Just add knickers

It’s been a while since I mentioned bras. You know those things that women have to have. Yet it doesn’t matter what size we are, we all seem to have a great deal of trouble getting the right size. Take this well endowed women that writes before you. I’ve begun my march to fitness, again. After two months of self inflicted doldrums I’ve decided that if I have to fight my way out of the front door it might as well be for a good reason. And what better reason than getting fit’er. After all I’m fit enough for my age. A recent survey stated that if I can run for 60 seconds without getting out of breath, touch my toes and do 5 press ups then I’m a fit 50 something. So as I unravelled my funny bone from the inside of my knees, I stopped laughing long enough to realise that actually I’m not bad for an oversized over aged teenager.
However my wardrobe was lacking exercise clothes and so I ordered gym clothes and a bra. Yes I’m bigger than the last time I went training, and I know that I need a little bit more upholdage than the average woman, but I don’t have a large back. So I ordered what I considered to be the next size up from the last size. That discarded as soon as it was opened and tried I went to my local sportswear shop. Come on guys get a grip. Not one of the women in that gym this morning was younger than 60 and it would be fair to say that they were all endowed with ample proportions. So where are the bras.

At this point I apologise to Michelle. Fit hitch that she is. Tall, slim, pretty and less well endowed than many of us. Bet she doesn’t have any problem finding her perfect 32C sports bra.
She recognised my voice before she saw me, usual story, Have I mentioned that I’m a tad louder than the average kookaburra on heat in the mating season. But that wasn’t my concern, of all things that struck me was the lack of overlap. I mean how do you sit pretty on an inclined exercise bike, hardly sweating, with rosy red cheeks and not have the tummy overlap. All I could think of was, fit hitch. So when she started telling me how she walks a zillion miles everywhere I began to feel the unfit gene in me poke its head through the rose coloured lens of “I’m a fit 50’sh gym bunny.”

Luckily Michelle is one of the nicest people you could meet and although intensely jealous of her good looks, perfect hair and slim body, I still like her.

Back to my point, bras. I found one. Big black and bulky but functional. It holds all the bits in the right place and keeps them from breaking my kneecaps.
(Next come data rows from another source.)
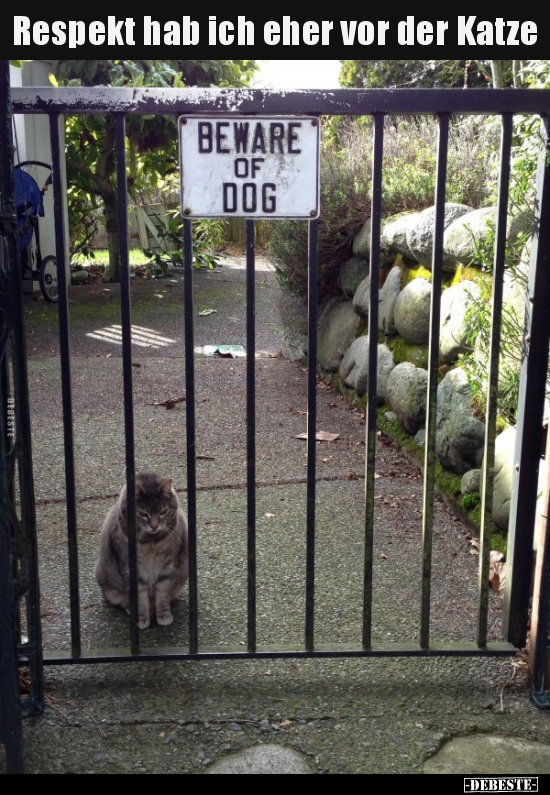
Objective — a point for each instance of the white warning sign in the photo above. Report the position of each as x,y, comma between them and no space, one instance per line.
250,166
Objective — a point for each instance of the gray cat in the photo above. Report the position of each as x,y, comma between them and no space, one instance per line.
161,550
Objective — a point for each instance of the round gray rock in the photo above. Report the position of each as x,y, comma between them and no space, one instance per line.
388,299
456,302
482,754
361,299
407,394
505,448
361,243
420,236
338,326
263,760
468,232
471,482
395,231
351,274
354,370
412,312
460,437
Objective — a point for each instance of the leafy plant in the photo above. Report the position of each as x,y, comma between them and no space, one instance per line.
408,185
208,239
90,140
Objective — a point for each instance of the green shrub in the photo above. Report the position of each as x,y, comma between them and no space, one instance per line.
408,185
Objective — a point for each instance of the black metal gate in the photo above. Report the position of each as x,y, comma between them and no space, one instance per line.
18,575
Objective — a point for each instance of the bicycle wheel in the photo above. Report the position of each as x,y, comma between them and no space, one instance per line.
47,278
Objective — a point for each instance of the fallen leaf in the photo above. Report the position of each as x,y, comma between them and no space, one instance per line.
321,436
171,403
225,351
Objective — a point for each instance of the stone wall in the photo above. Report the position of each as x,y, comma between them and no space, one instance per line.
404,326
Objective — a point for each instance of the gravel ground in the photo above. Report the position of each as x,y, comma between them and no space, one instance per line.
349,716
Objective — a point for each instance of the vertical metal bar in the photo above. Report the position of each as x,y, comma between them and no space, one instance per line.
10,709
66,387
433,373
191,434
251,426
530,413
126,320
372,391
492,395
539,653
312,434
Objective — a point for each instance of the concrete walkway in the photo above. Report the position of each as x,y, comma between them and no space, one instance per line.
347,716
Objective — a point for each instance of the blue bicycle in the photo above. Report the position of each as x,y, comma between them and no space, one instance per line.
29,199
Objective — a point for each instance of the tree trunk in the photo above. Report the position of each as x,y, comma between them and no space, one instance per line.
498,74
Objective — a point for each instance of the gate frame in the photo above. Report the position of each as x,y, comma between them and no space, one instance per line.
442,103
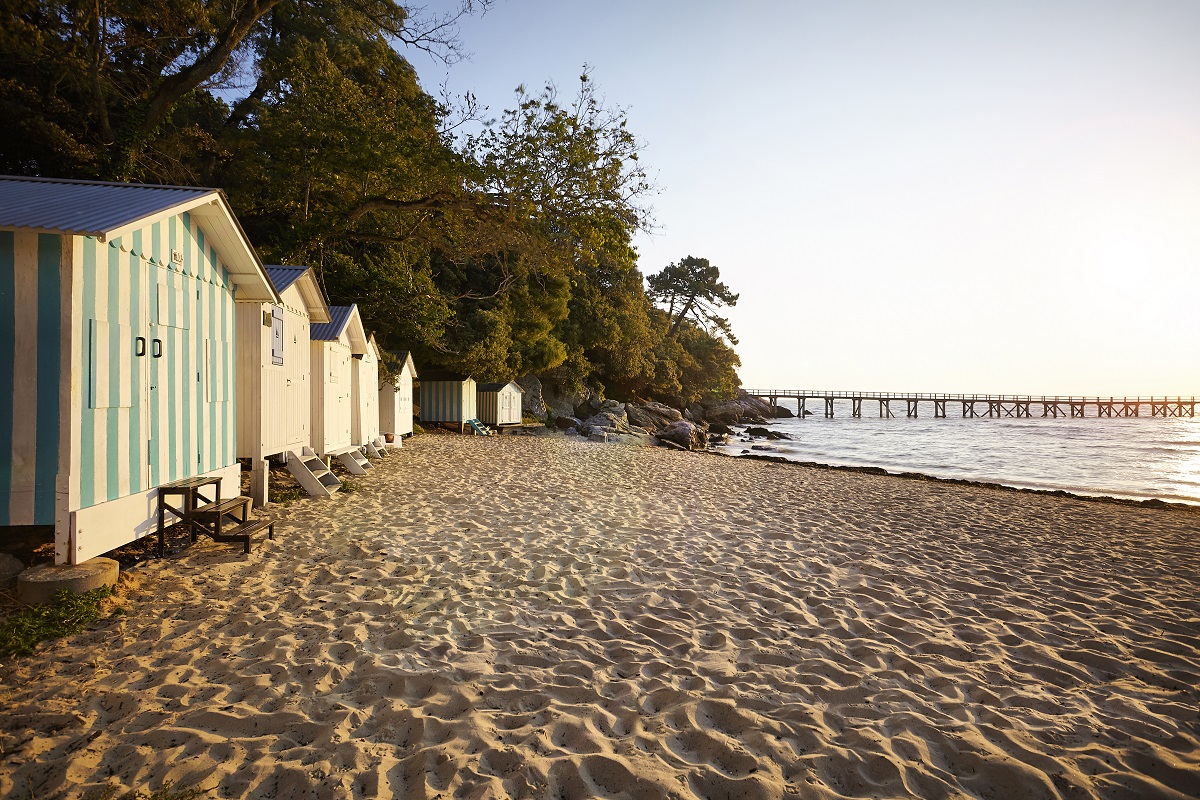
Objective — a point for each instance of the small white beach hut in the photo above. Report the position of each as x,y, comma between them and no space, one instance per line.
365,378
117,353
396,400
448,398
334,347
499,403
274,372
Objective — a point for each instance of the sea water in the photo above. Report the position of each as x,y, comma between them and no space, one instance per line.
1129,457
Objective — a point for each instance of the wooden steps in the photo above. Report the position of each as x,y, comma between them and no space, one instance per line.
353,459
311,473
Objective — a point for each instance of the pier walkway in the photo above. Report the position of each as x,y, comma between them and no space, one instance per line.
985,405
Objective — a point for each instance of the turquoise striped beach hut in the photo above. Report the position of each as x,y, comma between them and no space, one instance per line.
447,397
117,353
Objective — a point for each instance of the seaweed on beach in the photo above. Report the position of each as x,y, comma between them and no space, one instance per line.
65,614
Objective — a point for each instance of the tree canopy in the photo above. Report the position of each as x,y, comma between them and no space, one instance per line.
497,246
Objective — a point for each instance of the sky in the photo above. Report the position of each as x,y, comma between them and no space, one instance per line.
919,196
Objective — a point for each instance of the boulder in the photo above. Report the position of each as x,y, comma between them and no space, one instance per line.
10,567
607,420
684,433
532,401
652,416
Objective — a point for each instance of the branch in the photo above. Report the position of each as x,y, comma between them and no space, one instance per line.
178,84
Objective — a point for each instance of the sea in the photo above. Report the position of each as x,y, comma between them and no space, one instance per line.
1129,457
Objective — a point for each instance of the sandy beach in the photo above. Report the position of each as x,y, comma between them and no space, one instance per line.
545,618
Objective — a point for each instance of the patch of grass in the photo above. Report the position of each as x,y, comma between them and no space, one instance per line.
65,614
166,793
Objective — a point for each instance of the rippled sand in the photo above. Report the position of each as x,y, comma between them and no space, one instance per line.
547,618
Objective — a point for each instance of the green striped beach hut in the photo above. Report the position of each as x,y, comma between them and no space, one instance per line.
117,353
448,398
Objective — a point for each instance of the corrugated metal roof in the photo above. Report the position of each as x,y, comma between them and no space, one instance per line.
85,208
435,376
329,331
285,276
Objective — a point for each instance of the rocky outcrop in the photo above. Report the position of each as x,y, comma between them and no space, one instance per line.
652,416
685,434
532,401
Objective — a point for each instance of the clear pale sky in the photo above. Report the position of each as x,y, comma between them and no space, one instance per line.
915,196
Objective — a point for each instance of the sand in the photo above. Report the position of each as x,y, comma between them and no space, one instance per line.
544,618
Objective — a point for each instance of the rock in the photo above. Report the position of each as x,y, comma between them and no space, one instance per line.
40,583
684,433
652,416
10,567
532,401
610,419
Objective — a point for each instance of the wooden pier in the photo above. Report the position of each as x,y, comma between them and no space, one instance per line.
984,405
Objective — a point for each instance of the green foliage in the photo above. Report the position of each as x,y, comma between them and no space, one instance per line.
693,290
492,246
65,614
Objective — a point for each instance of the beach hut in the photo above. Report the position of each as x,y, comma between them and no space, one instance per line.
365,405
274,373
334,346
396,400
499,403
448,398
117,353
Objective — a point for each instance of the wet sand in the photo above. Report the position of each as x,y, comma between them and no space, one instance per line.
519,617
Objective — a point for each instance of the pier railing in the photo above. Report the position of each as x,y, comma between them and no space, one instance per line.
1018,405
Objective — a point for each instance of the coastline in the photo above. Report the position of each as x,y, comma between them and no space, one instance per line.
1150,503
535,615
I want to ask a question, am I the only person who has a shower before they go to the gym? If there is one thing I can’t stand its turning up looking rough. Its just a thing of mine. Booked in for a ten o’clock induction I had to have a shower first thing. It’s that morning timetable thing. You know don’t disturb the husbands routine, or God help you. So there I was at 7am diving in the shower. Now I asked Mark to do one thing, should really have know better, all I asked was, could he bring me up a coffee. He didn’t even have to make it. It was in the pot on the table. Simple, pour, bring up stairs.
I showered, dried, and started to get dressed, still no coffee. Of course not, how stupid could I be. He had to be allowed to finish his first. How inconsiderate could I be?
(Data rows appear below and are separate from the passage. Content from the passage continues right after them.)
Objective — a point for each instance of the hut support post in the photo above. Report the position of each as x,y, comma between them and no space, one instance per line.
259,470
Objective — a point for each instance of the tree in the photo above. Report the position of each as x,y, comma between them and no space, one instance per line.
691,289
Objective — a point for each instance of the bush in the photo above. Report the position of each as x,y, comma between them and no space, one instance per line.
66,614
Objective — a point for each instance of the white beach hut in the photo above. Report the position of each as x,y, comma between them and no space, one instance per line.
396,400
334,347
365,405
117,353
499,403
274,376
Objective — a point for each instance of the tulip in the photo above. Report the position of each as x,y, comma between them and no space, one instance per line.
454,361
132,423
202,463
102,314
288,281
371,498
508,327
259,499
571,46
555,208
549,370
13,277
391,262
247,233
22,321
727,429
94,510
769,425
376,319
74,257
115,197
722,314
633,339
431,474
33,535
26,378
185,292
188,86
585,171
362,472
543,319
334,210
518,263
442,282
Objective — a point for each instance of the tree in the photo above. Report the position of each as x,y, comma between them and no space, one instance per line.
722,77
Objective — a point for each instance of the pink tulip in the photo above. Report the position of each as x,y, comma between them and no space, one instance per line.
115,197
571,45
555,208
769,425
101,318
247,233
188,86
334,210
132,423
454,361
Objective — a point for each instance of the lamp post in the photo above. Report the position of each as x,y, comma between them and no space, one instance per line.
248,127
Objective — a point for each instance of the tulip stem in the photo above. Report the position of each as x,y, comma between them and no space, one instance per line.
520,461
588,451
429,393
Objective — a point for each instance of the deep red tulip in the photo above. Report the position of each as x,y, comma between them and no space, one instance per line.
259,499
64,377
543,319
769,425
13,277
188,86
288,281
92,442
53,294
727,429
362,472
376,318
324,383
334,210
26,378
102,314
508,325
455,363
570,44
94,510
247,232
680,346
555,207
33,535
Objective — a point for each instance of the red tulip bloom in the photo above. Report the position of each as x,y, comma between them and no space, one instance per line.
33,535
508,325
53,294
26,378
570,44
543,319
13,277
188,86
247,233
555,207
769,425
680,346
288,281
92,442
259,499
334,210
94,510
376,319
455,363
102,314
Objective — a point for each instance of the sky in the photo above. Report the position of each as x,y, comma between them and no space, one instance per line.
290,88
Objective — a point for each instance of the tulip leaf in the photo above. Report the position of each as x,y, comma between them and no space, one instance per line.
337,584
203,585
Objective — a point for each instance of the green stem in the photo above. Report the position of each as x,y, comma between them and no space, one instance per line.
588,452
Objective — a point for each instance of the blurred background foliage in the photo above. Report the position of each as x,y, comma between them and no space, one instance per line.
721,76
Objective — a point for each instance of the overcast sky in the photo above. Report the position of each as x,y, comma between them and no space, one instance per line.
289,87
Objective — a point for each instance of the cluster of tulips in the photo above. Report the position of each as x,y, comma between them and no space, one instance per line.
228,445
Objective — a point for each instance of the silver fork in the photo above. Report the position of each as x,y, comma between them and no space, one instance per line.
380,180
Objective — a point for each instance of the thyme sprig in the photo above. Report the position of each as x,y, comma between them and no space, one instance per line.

So there I was overhanging, super scaffold strength sports bra firmly in place, trust me it took longer to put on than it did to think up that description. But without coffee. After all the pulling and pushing, twisting and turning. Doing up around the front, skin chafing tugging, baby powder sliding, fastener sliding to the rear, lifting unsupported body parts, one at a time, placing firmly into cups and wriggling. Swinging forward and shaking violently, taking little jumps to check suspension awareness and standing, still no coffee, which was sorely needed.

I stormed down stairs.

“I asked you to do one thing.” The temper wasn’t aimed at Mark, it was the frustration all women have when they are bound witless into an exercise friendly torture garment.

“I’m just…” I didn’t want an explanation, I just wanted a coffee.
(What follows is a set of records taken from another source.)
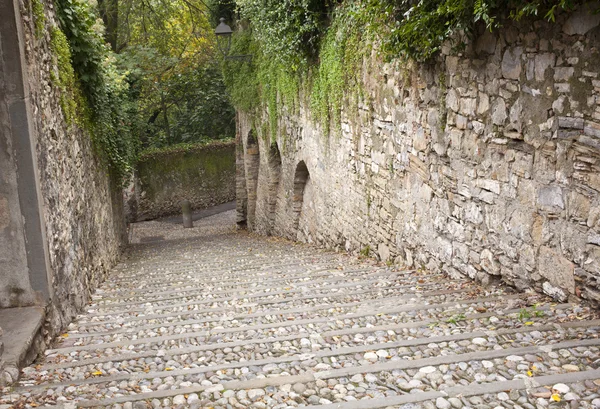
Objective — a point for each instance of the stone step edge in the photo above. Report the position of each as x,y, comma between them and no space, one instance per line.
230,282
232,293
328,273
259,266
180,314
233,344
344,372
267,301
163,338
329,276
131,330
473,389
319,354
202,301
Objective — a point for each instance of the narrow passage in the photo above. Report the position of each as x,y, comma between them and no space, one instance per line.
211,317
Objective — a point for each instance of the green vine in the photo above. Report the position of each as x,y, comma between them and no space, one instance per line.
153,153
93,94
319,47
65,80
39,17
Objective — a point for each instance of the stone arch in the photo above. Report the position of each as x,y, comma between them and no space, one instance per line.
252,162
274,162
301,178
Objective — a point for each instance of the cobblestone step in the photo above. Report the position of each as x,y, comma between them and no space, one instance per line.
303,325
266,342
205,323
221,316
386,379
217,286
259,301
426,345
251,293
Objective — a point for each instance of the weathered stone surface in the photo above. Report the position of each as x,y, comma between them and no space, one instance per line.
78,208
514,166
551,197
511,63
558,270
205,176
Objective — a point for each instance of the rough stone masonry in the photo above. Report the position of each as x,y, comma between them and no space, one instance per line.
485,164
61,217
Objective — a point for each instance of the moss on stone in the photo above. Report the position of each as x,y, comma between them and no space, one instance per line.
186,170
39,17
71,100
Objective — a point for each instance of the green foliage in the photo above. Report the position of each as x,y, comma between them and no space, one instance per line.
289,31
65,80
104,104
39,18
262,80
167,52
340,67
418,29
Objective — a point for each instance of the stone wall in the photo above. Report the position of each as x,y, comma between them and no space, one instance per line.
81,208
204,175
483,164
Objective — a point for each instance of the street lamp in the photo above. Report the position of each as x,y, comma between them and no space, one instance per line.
224,33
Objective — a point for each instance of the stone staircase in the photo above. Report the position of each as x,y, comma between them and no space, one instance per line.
211,318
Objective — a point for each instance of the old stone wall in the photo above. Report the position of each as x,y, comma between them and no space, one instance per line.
82,217
204,175
484,164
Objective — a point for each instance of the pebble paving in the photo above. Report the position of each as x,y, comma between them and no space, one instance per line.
213,318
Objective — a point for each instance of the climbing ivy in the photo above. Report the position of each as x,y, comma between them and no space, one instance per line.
93,94
39,18
65,80
318,48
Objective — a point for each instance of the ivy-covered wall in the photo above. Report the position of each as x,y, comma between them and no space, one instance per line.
202,174
481,162
79,201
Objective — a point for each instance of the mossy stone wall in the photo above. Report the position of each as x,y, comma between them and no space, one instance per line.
204,175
I strutted to the table, poured out the still hot, (did I mention I’ve splashed out on an insulated cafetiere. Really posh) coffee.

I strode towards the dining room door. Trying to be the fitness Goddess the new bra should have afforded me.

“Erh… you wearing that to the Gym?” Mark asked.

“Yes, why.” The hackles spiked,what had he noticed about my new bra that I hadn’t?

He looked me up and down and grinned, “You might want to add some knickers to that ensemble before you go!”